RunningSong is an experiment in augmenting the physical act of running with sound. It is a digital re-imagination of Aboriginal “SongLines” and is the sonification of the geospatial data of a run path. The performance creates a random trail for a runner through the streets of Oslo. The live position and speed of the runner interacts with the performers to create a real-time audio representation of the route. The principles behind the performance can be used as part of a fitness training program that carefully manages distance to prevent over-training injuries while encouraging spontaneity, exploration and a sense of joyous freedom.

At the start of the performance the RunningSong system produces a random 2km path through the streets of Oslo starting and finishing at the performance venue. A performer in running clothes will set out to run the route and send a live video feed and telemetry data back to the venue. The projection of a map at the venue will show the audience and the on-stage performers the current location of the runner. As the runner enters a road, the performers will improvise a musical rendering for that section of the journey based on the rhythm described by the angle of the subsequent turn. The tempo is set by the live cadence data (steps per minute) from the runner.

At the centre of the performance would be an instrument I have created – an electric bullroarer which is a re-imagining of the ancient aboriginal instrument that traditionally comprises of a piece of wood swung on a string. In the electric bullroarer, a speaker is secured at the end of the string and a piezo microphone element picks up the vibrations created by the speaker over the string. As the speaker is swung around the head of the performer the tension in the string increases and a feedback loop is created. Kyma is used inside this loop to condition the piezo signal and inject other sound sources.
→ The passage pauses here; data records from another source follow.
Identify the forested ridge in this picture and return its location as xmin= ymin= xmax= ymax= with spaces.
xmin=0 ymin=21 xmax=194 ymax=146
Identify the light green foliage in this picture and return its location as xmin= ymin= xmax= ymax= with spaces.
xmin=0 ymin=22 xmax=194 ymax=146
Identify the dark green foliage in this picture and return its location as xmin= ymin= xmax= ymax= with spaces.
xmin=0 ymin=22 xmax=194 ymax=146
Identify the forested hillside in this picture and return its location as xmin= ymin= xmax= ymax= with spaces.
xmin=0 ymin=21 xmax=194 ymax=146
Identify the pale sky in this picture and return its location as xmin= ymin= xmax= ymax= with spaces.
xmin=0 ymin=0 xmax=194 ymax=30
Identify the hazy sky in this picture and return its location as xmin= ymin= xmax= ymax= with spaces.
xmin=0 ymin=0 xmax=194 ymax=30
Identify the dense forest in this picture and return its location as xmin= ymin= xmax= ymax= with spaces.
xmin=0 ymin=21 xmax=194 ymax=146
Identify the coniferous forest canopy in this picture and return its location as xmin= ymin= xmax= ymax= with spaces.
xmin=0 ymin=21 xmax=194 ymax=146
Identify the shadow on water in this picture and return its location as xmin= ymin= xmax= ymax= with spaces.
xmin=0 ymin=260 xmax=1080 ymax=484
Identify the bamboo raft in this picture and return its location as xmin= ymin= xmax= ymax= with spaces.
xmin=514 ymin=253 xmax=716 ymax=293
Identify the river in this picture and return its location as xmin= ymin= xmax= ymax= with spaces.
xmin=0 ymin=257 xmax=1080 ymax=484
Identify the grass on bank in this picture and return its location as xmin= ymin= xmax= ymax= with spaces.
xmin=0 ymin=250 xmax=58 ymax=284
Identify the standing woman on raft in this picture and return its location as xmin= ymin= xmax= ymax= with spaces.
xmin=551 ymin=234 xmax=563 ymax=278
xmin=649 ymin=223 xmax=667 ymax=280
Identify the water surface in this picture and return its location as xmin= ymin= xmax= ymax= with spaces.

The on-stage ensemble will comprise the electric bullroarer player, a woodwind player and modular synth player.

Kyma is central to the performance by providing the rhythmic backbone through interpreting and sonifying real-time angular mapping data. Kyma also provides spatial processing of the live instruments injecting the signal into the feedback loop of the electric bullroarer at the appropriate point in its swing and positioning the instruments within a quadraphonic sound field.